コイズミの罪

hiroc-fontana2008-06-11

 先週末からいろんなことが起こっています。
 秋葉原の通り魔事件の犠牲者の方々には心からご冥福をお祈りします。
 韓国では、米国産牛肉の輸入全面解禁に反対した国民のデモが拡大し続け、内閣総辞職に追い込まれたようです。
 そして、8日に投票が行われた沖縄での県議会選挙では、与野党が逆転しました。与党が総力戦で臨んだにもかかわらず、惨敗しました。
 これらのニュースに触れて感じるのは、いかにコイズミの罪が大きいものであったか、ということです。
 秋葉原の事件では、犯人はあまりに身勝手であり、異常な気質をもっていることはいうまでもありませんが、反面、現代日本の歪んだ社会構造が生んだモンスターである、というような(ある意味ステレオタイプな)分析も、否定できないように思います。アメリカで頻発している銃の乱射による無差別殺人、そして日本でもここのところ急激に増えている通り魔的殺傷事件。この奇妙なシンクロは、先進国のなかで貧困率上位2位に入ると言われる両国に共通する社会的病理がその原因である、と思わざるを得ないのです。そして、アメリカ的弱肉強食の競争社会をこの日本に持ち込んだ最大の功労者(?)がコイズミであり、派遣法を改正して非正規雇用者を爆発的に増やし、格差社会の一因を招いた張本人も、コイズミです。

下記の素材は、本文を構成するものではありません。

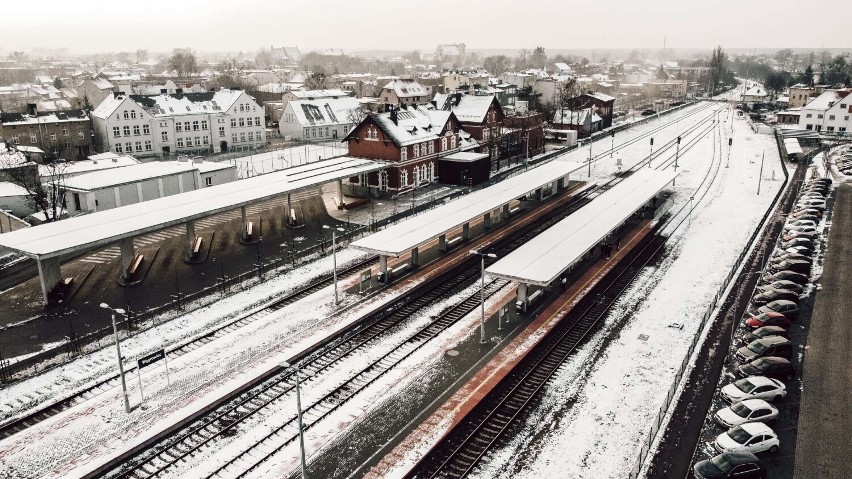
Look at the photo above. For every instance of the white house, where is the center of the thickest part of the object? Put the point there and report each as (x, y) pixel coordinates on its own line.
(318, 120)
(190, 123)
(106, 189)
(829, 112)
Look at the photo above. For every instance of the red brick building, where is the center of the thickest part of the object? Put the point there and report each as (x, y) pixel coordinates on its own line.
(413, 140)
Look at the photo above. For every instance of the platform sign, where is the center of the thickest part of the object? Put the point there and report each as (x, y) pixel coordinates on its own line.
(151, 358)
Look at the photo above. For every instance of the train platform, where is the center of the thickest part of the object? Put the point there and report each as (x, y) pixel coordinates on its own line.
(416, 445)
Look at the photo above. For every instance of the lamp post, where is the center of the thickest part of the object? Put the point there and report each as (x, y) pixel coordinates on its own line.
(113, 311)
(334, 258)
(482, 257)
(296, 372)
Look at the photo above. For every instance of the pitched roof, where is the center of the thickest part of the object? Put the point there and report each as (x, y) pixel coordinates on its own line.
(324, 111)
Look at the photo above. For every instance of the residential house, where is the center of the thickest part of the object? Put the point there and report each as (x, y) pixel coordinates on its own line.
(320, 119)
(404, 92)
(192, 123)
(413, 140)
(62, 134)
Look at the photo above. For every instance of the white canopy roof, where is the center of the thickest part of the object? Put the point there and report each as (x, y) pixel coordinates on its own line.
(541, 260)
(413, 232)
(85, 232)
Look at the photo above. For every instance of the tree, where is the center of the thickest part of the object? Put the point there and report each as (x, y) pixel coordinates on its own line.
(183, 63)
(775, 82)
(496, 64)
(538, 58)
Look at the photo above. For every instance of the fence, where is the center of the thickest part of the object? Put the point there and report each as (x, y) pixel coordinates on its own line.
(651, 436)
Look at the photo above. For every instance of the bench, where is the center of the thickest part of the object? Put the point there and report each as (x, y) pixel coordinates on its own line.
(197, 245)
(134, 265)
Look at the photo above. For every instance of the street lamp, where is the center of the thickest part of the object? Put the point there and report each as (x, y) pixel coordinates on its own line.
(113, 311)
(296, 371)
(482, 257)
(334, 258)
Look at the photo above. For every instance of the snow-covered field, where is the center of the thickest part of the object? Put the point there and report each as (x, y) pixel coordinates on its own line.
(75, 440)
(598, 410)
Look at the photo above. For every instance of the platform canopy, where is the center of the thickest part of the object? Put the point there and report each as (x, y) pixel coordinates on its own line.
(544, 258)
(413, 232)
(85, 232)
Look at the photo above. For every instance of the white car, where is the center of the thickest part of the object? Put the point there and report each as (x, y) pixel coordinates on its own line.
(754, 387)
(750, 410)
(753, 437)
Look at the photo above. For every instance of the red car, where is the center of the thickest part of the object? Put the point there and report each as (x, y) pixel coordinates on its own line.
(770, 318)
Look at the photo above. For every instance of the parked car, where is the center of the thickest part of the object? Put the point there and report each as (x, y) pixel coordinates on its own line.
(750, 410)
(772, 295)
(765, 331)
(751, 437)
(771, 367)
(787, 308)
(754, 387)
(744, 465)
(797, 278)
(768, 319)
(769, 346)
(783, 284)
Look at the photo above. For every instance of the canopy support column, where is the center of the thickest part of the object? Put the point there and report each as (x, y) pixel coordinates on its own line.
(49, 274)
(127, 254)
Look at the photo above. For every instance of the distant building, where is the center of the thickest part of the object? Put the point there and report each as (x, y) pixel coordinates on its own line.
(63, 134)
(405, 92)
(106, 189)
(192, 123)
(320, 119)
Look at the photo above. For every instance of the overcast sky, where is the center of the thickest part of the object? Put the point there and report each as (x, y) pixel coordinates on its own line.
(86, 26)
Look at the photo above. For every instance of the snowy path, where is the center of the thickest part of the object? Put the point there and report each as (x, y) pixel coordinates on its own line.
(597, 411)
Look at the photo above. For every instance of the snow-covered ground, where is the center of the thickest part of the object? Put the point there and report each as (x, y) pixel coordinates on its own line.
(77, 439)
(599, 408)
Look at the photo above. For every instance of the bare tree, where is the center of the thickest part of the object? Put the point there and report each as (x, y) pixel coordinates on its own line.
(46, 196)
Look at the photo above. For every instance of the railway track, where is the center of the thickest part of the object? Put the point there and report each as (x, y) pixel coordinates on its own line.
(15, 426)
(463, 448)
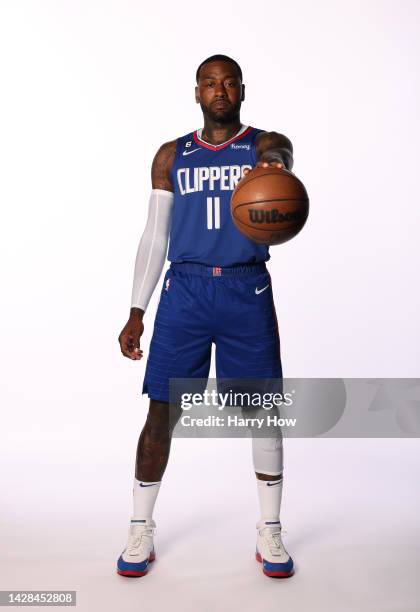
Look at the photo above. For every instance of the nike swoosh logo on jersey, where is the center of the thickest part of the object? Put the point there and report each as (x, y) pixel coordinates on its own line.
(257, 291)
(189, 152)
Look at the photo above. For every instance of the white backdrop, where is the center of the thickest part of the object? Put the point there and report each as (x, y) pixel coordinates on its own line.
(89, 91)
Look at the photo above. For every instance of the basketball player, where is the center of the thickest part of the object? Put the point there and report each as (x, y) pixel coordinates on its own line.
(217, 289)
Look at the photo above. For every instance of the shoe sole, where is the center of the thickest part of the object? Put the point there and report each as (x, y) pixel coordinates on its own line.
(273, 574)
(132, 574)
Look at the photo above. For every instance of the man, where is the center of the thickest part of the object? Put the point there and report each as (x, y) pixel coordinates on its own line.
(215, 290)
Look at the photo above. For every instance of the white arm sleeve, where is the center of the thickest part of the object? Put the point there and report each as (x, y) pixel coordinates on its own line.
(152, 248)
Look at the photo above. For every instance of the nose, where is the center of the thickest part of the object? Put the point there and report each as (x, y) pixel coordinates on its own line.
(220, 91)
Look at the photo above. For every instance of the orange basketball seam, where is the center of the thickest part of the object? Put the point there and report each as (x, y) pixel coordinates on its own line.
(261, 229)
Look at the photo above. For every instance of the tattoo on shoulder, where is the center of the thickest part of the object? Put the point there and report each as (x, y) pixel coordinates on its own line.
(162, 165)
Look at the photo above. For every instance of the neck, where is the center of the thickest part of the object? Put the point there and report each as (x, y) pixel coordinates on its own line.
(216, 133)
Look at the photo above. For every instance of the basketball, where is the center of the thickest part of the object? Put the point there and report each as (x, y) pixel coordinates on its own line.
(270, 205)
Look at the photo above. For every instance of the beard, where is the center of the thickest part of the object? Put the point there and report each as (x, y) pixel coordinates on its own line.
(225, 116)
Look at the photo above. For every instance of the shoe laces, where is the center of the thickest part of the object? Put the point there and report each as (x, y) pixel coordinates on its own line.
(137, 533)
(273, 538)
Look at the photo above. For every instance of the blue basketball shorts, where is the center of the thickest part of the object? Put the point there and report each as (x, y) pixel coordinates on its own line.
(200, 305)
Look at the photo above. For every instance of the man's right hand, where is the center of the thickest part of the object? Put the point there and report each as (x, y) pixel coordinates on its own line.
(129, 338)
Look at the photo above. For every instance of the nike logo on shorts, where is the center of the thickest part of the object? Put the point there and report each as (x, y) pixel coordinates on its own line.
(189, 152)
(257, 291)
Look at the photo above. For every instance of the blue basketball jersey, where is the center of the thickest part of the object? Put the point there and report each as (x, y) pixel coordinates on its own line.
(204, 177)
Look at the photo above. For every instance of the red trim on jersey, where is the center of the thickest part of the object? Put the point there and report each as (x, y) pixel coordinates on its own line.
(221, 146)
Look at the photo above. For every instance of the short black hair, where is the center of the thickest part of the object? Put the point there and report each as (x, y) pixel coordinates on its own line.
(219, 58)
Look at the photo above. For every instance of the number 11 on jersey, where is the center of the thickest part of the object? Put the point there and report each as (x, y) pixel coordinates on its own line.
(213, 213)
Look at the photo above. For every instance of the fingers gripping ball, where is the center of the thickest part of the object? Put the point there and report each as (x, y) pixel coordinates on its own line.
(270, 205)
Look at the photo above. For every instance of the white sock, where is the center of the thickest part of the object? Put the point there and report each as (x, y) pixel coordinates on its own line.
(144, 498)
(269, 495)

 韓国では国民性の違いからか国民的規模でのデモに発展していますが、この日本では大甘な規制緩和で早々と米国産牛肉は輸入解禁になっています。その後も幾度となく危険部位混入が続いたり、カレーやシチューのベースとして使われるビーフエキスは完全に規制がないと言われる現状で、我々国民に「危険と思ったら食べなければいい」と言い放ち、ブッシュに言われるがままに輸入を解禁したのも、コイズミです。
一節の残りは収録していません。